外婆也是年纪轻轻就过世,死后埋在仙屿岛上的墓地里。妈妈带她去墓地,一一指给她看:“这是外婆的坟头,那个是你姨婆,还有太婆婆……咱们家世世代代住在仙屿岛上,身后都葬在这片墓地里,将来我和你也会葬在这里。”

那天她们在外婆坟前吃了一顿午饭,下午,妈妈找了一片无人的海滩,走进滚滚波涛里,了结了苍白的一生。

妈妈也葬在岛上的墓地里,她父亲连葬礼也没有来参加。她大病了一场,醒来的时候,阿姨告诉她,她爸爸要来了。

她那时候以为父亲是来接她回江城的,毕竟母亲不在了,她还能去哪里?那一年她不过九岁,刚上小学二年级。记得她穿上最整洁的衣裙,坐在客厅里等父亲到达。父亲来了,同来的还有她的继母,和她在幼儿园门口偷偷见到过的弟弟。

给她的礼物高高地堆在桌上,爸爸象往常一样伸手轻轻拍她头顶,用柔软的声音唤她的名字:“芃芃。”她记得她一直很想哭,想扑进爸爸怀里,问他为什么这么久才来,可是又不敢。阿姨事前嘱咐过她,要让后妈喜欢你,就要听话温顺,只有后妈喜欢你,你爸爸才能对你好。所以她一直乖乖地坐着,两只手放在膝盖上,一动也不敢动。

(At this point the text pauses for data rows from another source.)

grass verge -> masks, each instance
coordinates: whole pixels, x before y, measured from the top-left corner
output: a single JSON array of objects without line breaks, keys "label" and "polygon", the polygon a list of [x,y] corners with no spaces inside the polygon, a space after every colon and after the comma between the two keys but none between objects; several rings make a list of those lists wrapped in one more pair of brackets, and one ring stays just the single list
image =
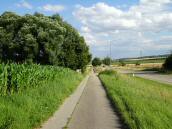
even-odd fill
[{"label": "grass verge", "polygon": [[58,109],[83,76],[69,69],[57,71],[54,79],[41,86],[27,88],[20,94],[0,96],[0,129],[37,128]]},{"label": "grass verge", "polygon": [[131,129],[172,129],[172,86],[106,71],[108,96]]}]

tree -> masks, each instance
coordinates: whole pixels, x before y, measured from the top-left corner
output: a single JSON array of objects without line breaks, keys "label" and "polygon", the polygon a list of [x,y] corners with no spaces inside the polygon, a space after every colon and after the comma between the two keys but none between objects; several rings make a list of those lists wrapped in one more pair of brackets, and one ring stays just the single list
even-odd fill
[{"label": "tree", "polygon": [[119,60],[119,65],[121,65],[121,66],[125,66],[126,65],[126,63],[124,62],[124,60]]},{"label": "tree", "polygon": [[105,57],[105,58],[103,59],[103,64],[105,64],[105,65],[110,65],[110,63],[111,63],[111,59],[110,59],[109,57]]},{"label": "tree", "polygon": [[139,66],[140,64],[141,64],[140,61],[136,61],[136,62],[135,62],[135,65],[136,65],[136,66]]},{"label": "tree", "polygon": [[165,60],[163,67],[165,70],[172,70],[172,54]]},{"label": "tree", "polygon": [[89,48],[84,38],[79,36],[79,33],[71,25],[64,22],[63,26],[66,31],[62,53],[59,56],[60,65],[84,71],[85,66],[91,61]]},{"label": "tree", "polygon": [[5,12],[0,16],[0,60],[84,70],[91,55],[84,38],[58,14]]},{"label": "tree", "polygon": [[102,64],[102,61],[100,60],[100,58],[98,57],[95,57],[93,60],[92,60],[92,65],[93,66],[99,66]]}]

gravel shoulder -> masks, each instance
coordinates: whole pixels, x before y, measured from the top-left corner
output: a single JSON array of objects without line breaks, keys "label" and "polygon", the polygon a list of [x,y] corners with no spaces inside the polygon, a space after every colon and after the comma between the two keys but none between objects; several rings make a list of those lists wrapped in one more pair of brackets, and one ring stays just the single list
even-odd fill
[{"label": "gravel shoulder", "polygon": [[69,121],[68,129],[121,129],[122,125],[99,78],[92,74]]}]

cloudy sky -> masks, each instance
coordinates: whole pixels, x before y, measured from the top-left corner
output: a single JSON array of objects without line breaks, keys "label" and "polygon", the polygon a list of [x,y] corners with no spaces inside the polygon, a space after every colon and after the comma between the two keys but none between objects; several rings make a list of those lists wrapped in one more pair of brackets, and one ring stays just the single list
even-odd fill
[{"label": "cloudy sky", "polygon": [[0,13],[59,13],[85,37],[93,56],[167,54],[172,50],[172,0],[1,0]]}]

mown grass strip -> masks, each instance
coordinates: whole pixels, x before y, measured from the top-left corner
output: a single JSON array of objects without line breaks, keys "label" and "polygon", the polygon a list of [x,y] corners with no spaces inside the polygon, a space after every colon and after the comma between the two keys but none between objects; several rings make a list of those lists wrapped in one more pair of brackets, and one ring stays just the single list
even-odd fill
[{"label": "mown grass strip", "polygon": [[99,77],[129,128],[172,129],[171,85],[110,71]]},{"label": "mown grass strip", "polygon": [[[32,68],[32,66],[30,67]],[[10,95],[0,96],[0,129],[34,129],[39,127],[58,109],[83,79],[81,74],[69,69],[49,68],[49,66],[33,67],[36,67],[34,70],[37,68],[44,70],[46,79],[38,79],[35,75],[34,86],[28,84],[28,87],[22,89],[20,93],[14,92]],[[44,72],[41,74],[44,76]],[[24,81],[27,79],[29,78],[25,78]],[[41,81],[41,83],[36,81]],[[18,84],[26,83],[18,82]]]}]

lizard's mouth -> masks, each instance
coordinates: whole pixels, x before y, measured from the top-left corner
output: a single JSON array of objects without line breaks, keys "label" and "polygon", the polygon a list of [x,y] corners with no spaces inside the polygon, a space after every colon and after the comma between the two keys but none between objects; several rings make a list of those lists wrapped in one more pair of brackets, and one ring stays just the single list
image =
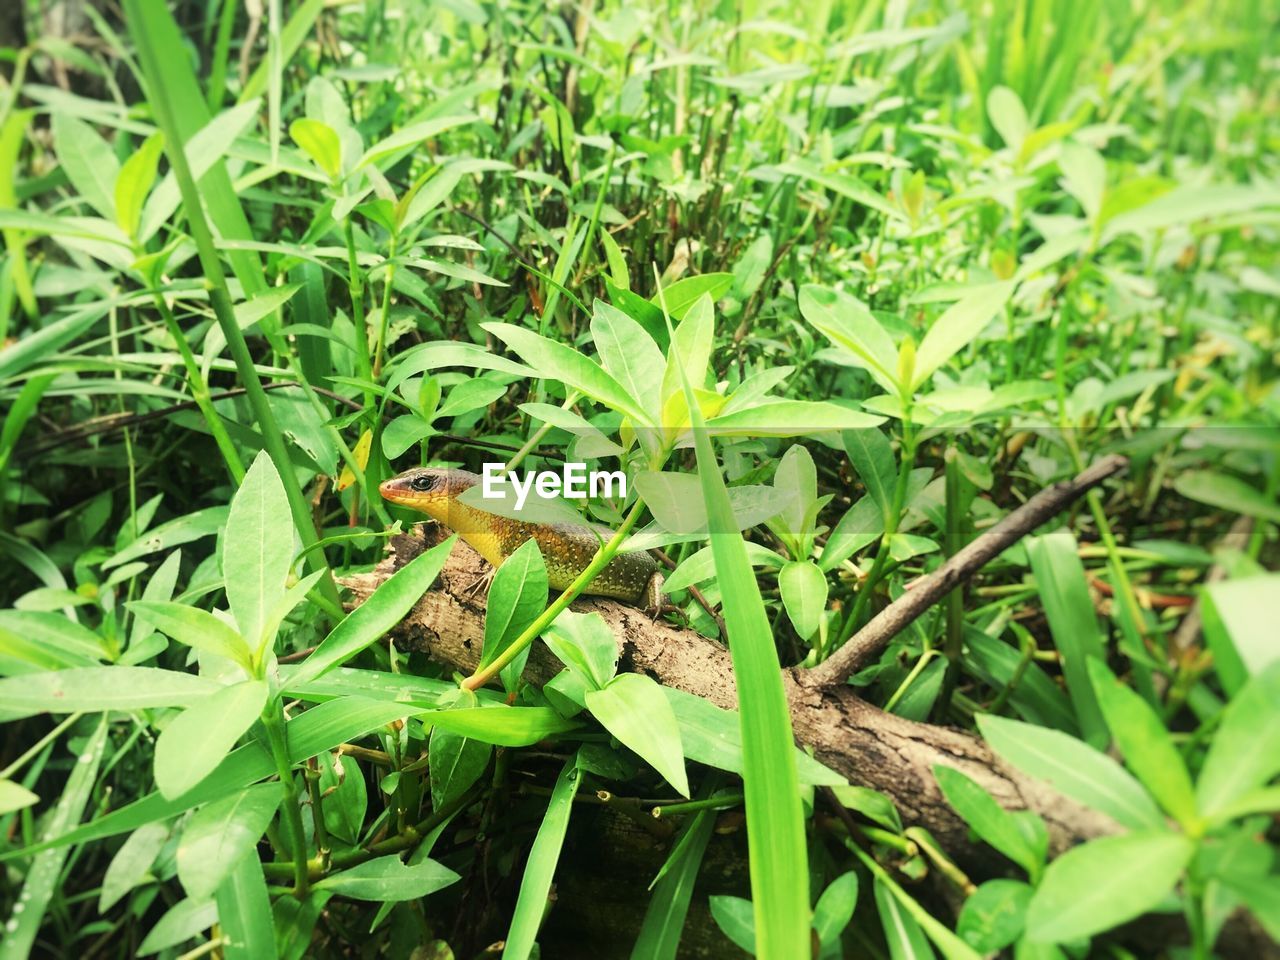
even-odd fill
[{"label": "lizard's mouth", "polygon": [[378,485],[378,493],[382,495],[383,500],[418,509],[423,509],[429,504],[439,503],[441,500],[448,499],[448,491],[443,486],[437,486],[433,490],[415,490],[412,481],[405,477],[392,477],[390,480],[384,480]]}]

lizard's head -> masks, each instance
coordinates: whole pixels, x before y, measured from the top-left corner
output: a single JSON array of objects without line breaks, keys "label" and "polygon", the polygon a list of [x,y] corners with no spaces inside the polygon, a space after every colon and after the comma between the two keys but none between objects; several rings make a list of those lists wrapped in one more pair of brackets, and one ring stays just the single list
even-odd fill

那位后妈很年轻,嘴唇涂成大红色,说起话来红唇翻飞,快得象倒豆子。她记得阿姨客气地坐在一边礼貌地作陪,脸色却不好。后妈说的话她那时候听不太明白,似乎来来回回就是在说钱,什么伙食费算多少,衣帽费算多少,学杂费又算多少。

小孩子的记忆总不连贯,记不清楚前因后果,但记得那一帧帧的画面。她就记得父亲走的时候,阿姨拉着她的手送到楼下。天上飘着细雨,蒙蒙雨丝落在脸上,她看着爸爸抱起弟弟,和后妈并肩渐行渐远。她在那一刻似乎才明白过来,爸爸是不要她了,终于“哇”的一声哭出来,甩开阿姨的手追上去。

天雨路滑,她没跑出几步就滑倒在地上。

后来想起来,一切都象慢动作回放。她摔了一手泥,坐在地上嚎啕大哭,伸手抹眼泪,顿时抹了一脸泥。这时候她看见爸爸缓缓回过头来,手里还抱着弟弟。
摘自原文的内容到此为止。